Ketiga, keterlibatan tokoh secara terbuka juga menjadi indikator kualitas demo dan kesungguhan, berbeda dengan aksi demo ada udang dibalik batu, dimana tokoh tidak memperlihatkan dirinya bahkan mereka membiayai secara tersembunyi. Demo seperti ini tentu kualitasnya dapat diukur apalagi oleh mereka masyarakat yang paham propaganda dan politik di negara tersebut.
Ketiga indikator ini sudah dapat mengetahui arah dan tujuan demo, apakah demo tersebut sebagai propaganda politik atau demo yang bertujuan untuk memperjuangkan kepentingan masyarakat banyak.
Pada dasarnya demonstrasi massa yang kualitasnya standar itu hanya terjadi pada situasi pemegang mandat atau pemangku kewenangan yang wawasan dan pengetahuannya sempit dan mereka tidak mampu memimpin dan membuat kebijakan publik secara bijaksana.
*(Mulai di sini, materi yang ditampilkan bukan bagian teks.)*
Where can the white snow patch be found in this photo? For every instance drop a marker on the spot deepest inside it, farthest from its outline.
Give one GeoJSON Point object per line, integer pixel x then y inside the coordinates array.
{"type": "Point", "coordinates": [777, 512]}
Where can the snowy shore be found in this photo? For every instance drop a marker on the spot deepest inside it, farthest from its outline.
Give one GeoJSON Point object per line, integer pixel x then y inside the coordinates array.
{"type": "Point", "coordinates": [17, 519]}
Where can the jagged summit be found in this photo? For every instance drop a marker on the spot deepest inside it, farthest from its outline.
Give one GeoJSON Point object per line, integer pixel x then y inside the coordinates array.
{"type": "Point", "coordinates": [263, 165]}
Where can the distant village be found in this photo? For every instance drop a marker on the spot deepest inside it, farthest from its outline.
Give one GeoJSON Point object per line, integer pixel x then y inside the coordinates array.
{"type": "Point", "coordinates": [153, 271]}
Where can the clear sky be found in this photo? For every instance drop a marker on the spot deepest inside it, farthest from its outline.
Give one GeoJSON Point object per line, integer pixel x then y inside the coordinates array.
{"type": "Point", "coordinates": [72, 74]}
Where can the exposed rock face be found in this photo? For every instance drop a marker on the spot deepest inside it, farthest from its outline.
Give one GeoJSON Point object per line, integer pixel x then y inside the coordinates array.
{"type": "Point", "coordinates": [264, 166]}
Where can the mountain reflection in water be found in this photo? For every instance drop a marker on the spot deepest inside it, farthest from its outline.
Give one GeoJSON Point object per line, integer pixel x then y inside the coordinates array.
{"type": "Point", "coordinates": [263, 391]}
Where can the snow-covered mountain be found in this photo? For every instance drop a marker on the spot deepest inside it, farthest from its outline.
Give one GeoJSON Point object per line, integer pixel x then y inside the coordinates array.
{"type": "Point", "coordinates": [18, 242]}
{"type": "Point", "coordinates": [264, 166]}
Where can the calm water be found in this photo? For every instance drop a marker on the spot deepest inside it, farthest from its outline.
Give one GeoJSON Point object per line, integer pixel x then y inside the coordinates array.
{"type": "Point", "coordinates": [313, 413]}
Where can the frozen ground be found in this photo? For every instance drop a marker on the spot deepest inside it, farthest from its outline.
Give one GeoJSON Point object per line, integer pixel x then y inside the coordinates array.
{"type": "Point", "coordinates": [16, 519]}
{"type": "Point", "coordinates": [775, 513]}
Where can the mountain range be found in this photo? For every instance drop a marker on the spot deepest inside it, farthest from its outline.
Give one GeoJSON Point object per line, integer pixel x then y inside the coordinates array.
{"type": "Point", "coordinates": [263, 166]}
Jika pemimpin atau pembuat kebijakan publik cerdas dan bijaksana tentu tidak ada tuntutan aksi demo karena pemimpinnya aspiratif dan keterlibatan rakyat dalam membuat keputusan sudah terpenuhi.
Oleh karena itulah maka kebiasaan demo massa yang besar terjadi pada negara yang pemimpinnya lemah atau harus menggadaikan rakyat. Dan kecenderungan tersebut tentu saja melanda negara-negara ketiga. Logikanya adalah pada masyarakat yang sejahtera langka terjadinya protes massal dan mereka tidak cukup waktu dan tidak ingin membuang energi untuk hal tersebut.
Kesimpulannya adalah demo hanya terjadi pada pemerintahan yang mis uderstanding dalam membuat kebijakan publiknya, pemerintah dalam kebijakannya yang bertentangan dengan kecenderungan sosial dan hal ini sebagai ciri-ciri negara tertinggal dan pemerintahan itu sebahagian besar sebagai pemerintahan yang dipimpin secara otokratif atau pimpinan utamanya lemah intelektualitasnya.
Apakah demonstrasi massa berpengaruh terhadap suatu pemerintah? Tentu saja berpengaruh besar terhadap kredibilitas kepercayaan publik meskipun secara konstitusi pemimpin utama pemerintahan tidak dipecat (impeact). Bahkan yang perlu diingat bahwa dua kali demo massa yang besar yang membawa issu kecenderungan sosial maka sesungguhnya pemerintah tersebut sudah tidak bisa berbuat dalam pembangunan rakyat Karena mereka sudah tidak mendapat kepercayaan rakyatnya secara kualitatif.
Biasanya pemimpin di negara dengan budaya sosial yang memelihara budaya malu akan mundur dan harga diri yang tinggi maka dengan sendirinya mereka terpaksa mengundurkan diri daripada membahayakan rakyat secara keseluruhan, Â tetapi di negara yang tidak memiliki budaya malu dan lemah sumber daya manusia kebangsaannya tentu tidak pernah ada kata mundur dalam jabatannya dan terus maju! kenapa? Karena tidak mampu berpikir tentang dampak kepemimpinan dengan sunber daya manusianya. Sebagai catatan penting lainnya adalah mereka mengutamakan jabatannya sendiri yakni "Kekuasaan daripada pembangunan rakyatnya".